Let $\mathcal{U}_{n}(A):=\{u\in M_{n}(A):u\text{ is unitary}\}$ and $e_{n}=\kappa_{n}(1_{n})$, and define $\rho_{n}\colon\mathcal{U}_{n}(A)\to\mathcal{U}(\widetilde{\mathcal{K}A})$ by $\rho_{n}(u)=\kappa_{n}(u)+1-e_{n}$.
For a unitary of the form $v=(b,1)\in\widetilde{\mathcal{K}A}$, I was able to prove that
$$ \lim_{n\to\infty}\|v-(e_{n}ve_{n}+(1-e_{n}))\|=0\qquad(*) $$
However, the exercise then states to use $(*)$ and exercise 2.8 to prove the following:
There is an $n\in\mathbb{N}$ and a $u\in \mathcal{U}_{n}(A)$ such that $v\sim_{h}\rho_{n}(u)$.$\qquad(**)$
This is the part I am unable to figure out. I know that two given two unitaries $w_{1},w_{2}$, then $w_{1}\sim_{h} w_{2}$ if $\|w_{1}-w_{2}\|<2$, but I am really unsure how to piece this, $(*)$, and exercise 2.8 together to prove $(**)$.
Below, I have copied exercise 2.8 for reference:
As a final note, I should point out that the ultimate purpose of this problem is to prove that $\mathcal{U}(\widetilde{\mathcal{K}A})/\mathcal{U}_{0}(\widetilde{\mathcal{K}A})\cong\mathcal{U}_{\infty}(A)/\sim_{1}\cong K_{1}(A)$, which, assuming $(**)$, I was able to prove.

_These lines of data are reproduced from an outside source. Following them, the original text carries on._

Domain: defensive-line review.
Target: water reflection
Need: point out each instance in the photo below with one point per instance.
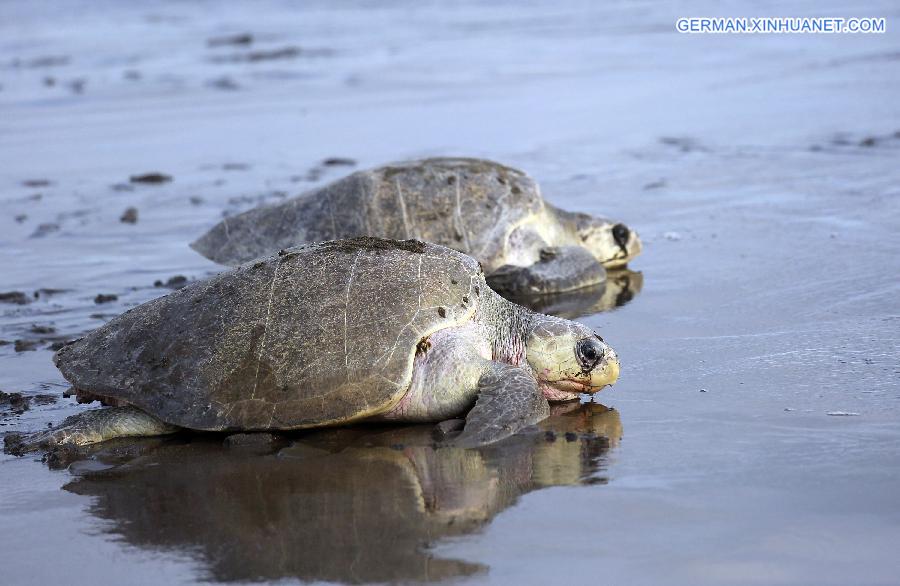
(620, 287)
(345, 505)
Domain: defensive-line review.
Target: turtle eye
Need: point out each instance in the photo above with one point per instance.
(589, 352)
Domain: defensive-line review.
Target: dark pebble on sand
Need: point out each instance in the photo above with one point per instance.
(151, 178)
(176, 282)
(257, 56)
(36, 183)
(44, 229)
(339, 162)
(25, 345)
(16, 297)
(224, 83)
(36, 329)
(16, 401)
(129, 216)
(241, 39)
(47, 292)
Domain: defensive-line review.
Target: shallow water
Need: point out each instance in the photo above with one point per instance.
(761, 172)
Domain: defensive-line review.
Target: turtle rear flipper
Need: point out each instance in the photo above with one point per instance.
(559, 269)
(90, 427)
(508, 400)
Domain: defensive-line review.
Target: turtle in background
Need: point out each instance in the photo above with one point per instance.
(378, 495)
(491, 212)
(327, 334)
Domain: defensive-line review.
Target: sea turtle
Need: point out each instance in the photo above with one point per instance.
(327, 334)
(492, 212)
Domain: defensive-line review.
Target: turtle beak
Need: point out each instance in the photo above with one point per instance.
(606, 371)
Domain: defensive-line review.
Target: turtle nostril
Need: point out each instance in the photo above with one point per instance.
(590, 352)
(620, 234)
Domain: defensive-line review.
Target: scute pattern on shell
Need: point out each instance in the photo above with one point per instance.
(316, 334)
(469, 205)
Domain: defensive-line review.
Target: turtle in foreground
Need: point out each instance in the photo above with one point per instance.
(327, 334)
(493, 213)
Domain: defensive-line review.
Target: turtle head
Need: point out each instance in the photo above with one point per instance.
(569, 359)
(612, 243)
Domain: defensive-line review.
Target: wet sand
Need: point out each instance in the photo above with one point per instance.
(759, 400)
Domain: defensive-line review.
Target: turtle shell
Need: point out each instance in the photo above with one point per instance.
(470, 205)
(315, 335)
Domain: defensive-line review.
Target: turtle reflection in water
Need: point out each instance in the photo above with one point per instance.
(359, 504)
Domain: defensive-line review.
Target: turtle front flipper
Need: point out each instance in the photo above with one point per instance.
(90, 427)
(508, 400)
(559, 269)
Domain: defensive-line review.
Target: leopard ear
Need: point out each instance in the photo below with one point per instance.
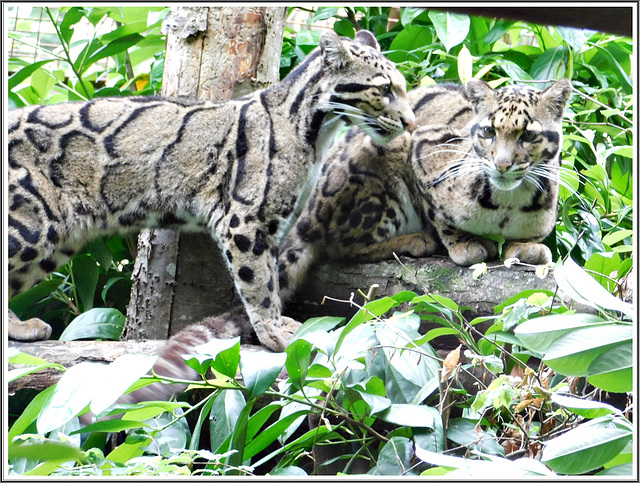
(335, 53)
(480, 94)
(555, 97)
(365, 37)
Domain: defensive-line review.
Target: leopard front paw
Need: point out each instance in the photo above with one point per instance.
(277, 336)
(528, 252)
(30, 330)
(473, 251)
(418, 245)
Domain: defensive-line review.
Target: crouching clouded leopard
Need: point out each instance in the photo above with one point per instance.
(235, 169)
(481, 162)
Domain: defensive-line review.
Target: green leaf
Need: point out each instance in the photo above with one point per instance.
(538, 334)
(395, 457)
(612, 371)
(582, 288)
(586, 447)
(119, 45)
(576, 38)
(71, 18)
(316, 324)
(118, 376)
(30, 413)
(25, 72)
(99, 250)
(465, 433)
(100, 323)
(410, 415)
(573, 353)
(584, 407)
(408, 14)
(45, 450)
(452, 28)
(221, 354)
(131, 448)
(270, 434)
(23, 301)
(85, 277)
(224, 416)
(550, 65)
(370, 310)
(111, 426)
(298, 361)
(72, 393)
(260, 370)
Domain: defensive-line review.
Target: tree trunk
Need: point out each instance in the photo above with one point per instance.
(212, 53)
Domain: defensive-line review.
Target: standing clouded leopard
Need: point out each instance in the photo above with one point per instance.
(236, 169)
(481, 162)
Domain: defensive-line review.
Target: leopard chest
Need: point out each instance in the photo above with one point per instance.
(515, 214)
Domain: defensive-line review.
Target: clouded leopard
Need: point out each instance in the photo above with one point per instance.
(235, 169)
(481, 162)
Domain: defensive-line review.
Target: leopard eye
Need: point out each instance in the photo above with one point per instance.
(487, 132)
(529, 136)
(385, 90)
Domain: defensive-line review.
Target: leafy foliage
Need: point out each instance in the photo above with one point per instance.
(372, 387)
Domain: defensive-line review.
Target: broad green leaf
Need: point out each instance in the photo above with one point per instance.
(99, 323)
(223, 355)
(85, 277)
(23, 301)
(119, 45)
(223, 418)
(452, 28)
(30, 413)
(317, 324)
(45, 450)
(480, 469)
(298, 361)
(375, 402)
(370, 310)
(576, 38)
(239, 436)
(72, 393)
(584, 407)
(260, 370)
(293, 471)
(111, 426)
(411, 415)
(586, 447)
(465, 65)
(131, 448)
(550, 65)
(395, 457)
(581, 287)
(118, 376)
(573, 353)
(271, 433)
(406, 46)
(612, 370)
(409, 13)
(25, 72)
(465, 432)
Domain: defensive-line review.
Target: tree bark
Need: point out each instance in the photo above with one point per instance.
(213, 53)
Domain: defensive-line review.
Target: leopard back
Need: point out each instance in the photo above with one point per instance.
(234, 169)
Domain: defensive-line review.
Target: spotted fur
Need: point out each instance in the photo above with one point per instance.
(234, 169)
(480, 163)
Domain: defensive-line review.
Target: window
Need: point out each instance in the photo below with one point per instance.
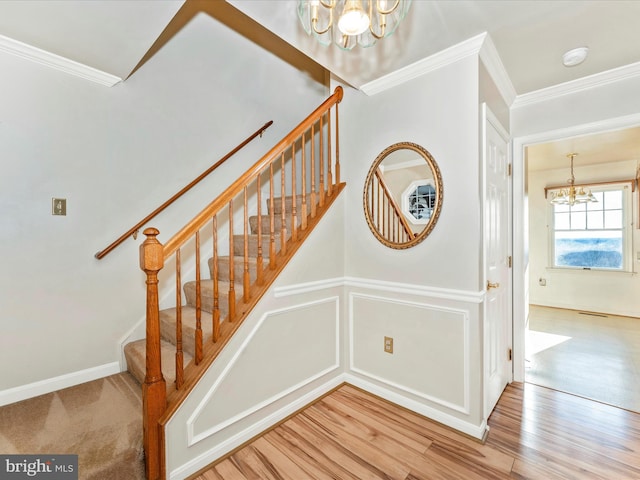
(594, 235)
(418, 201)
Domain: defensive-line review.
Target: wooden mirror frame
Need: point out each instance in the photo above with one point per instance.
(397, 234)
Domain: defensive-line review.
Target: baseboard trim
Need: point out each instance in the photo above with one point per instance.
(207, 458)
(475, 431)
(210, 456)
(49, 385)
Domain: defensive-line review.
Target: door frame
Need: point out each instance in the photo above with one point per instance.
(488, 117)
(520, 222)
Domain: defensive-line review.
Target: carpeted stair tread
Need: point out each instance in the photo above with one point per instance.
(266, 223)
(135, 354)
(252, 241)
(238, 267)
(288, 200)
(206, 295)
(168, 326)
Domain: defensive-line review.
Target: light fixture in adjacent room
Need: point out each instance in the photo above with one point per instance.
(570, 195)
(348, 23)
(575, 56)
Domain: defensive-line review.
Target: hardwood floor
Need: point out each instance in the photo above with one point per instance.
(595, 356)
(535, 433)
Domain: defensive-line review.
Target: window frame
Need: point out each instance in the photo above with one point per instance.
(626, 187)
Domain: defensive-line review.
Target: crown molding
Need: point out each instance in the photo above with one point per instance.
(426, 65)
(581, 84)
(57, 62)
(490, 57)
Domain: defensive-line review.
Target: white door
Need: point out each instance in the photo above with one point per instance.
(497, 261)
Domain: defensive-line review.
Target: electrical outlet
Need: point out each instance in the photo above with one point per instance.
(388, 344)
(59, 206)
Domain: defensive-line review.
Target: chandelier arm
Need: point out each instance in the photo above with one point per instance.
(386, 12)
(383, 26)
(329, 5)
(314, 24)
(375, 35)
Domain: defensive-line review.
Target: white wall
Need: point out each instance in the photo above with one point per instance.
(594, 291)
(428, 298)
(116, 154)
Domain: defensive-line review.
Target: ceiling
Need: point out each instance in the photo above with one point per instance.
(530, 36)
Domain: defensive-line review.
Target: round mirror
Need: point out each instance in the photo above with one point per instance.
(403, 195)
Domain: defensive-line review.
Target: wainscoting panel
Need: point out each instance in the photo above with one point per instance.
(430, 358)
(288, 348)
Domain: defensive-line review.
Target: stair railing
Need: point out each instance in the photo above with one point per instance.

Note that $e_n b e_n$ is in the image of $\varphi_n$ and that $e_nbe_n\to b$ (this is $(*)$ expressed in another way). Further since $1+b$ is unitary in $\widetilde{\mathcal {KA}}$ you have that $1+e_nbe_n$ converges to a unitary and as such $$(1+e_nb e_n)^*(1+e_nbe_n) = 1 + e_n (b+b^*+ b^* e_nb )e_n$$ converges to $1$, ie $e_n(b+b^*+b^*e_nb)e_n\to 0$ and $\|e_n-(e_n+e_nbe_n)^*(e_n+e_nbe_n)\|\to 0$, the same with $e_n-(e_n+e_nbe_n)(e_n+e_nb e_n)^*$. Replace every $e_n$ by $1_n$ and apply the exercise in the picture to find an $n$ and a unitary $u$ in $M_n(\mathcal A)$ for which $\|u-(e_n+e_nbe_n)\|$ is arbitrarily small.
Then $\rho_n(u) = u+(1-e_n)$ is unitary in $\widetilde{\mathcal{KA}}$ and $$\|\rho_n(u) - (1+b)\| ≤ \|u-(e_n+e_nbe_n)\|+\|e_nbe_n-b\|.$$ Now both terms can be made arbitrarily small in particular $<2$, which by the criterium in the question implies $\rho_n(u) \sim_h (1,b)$.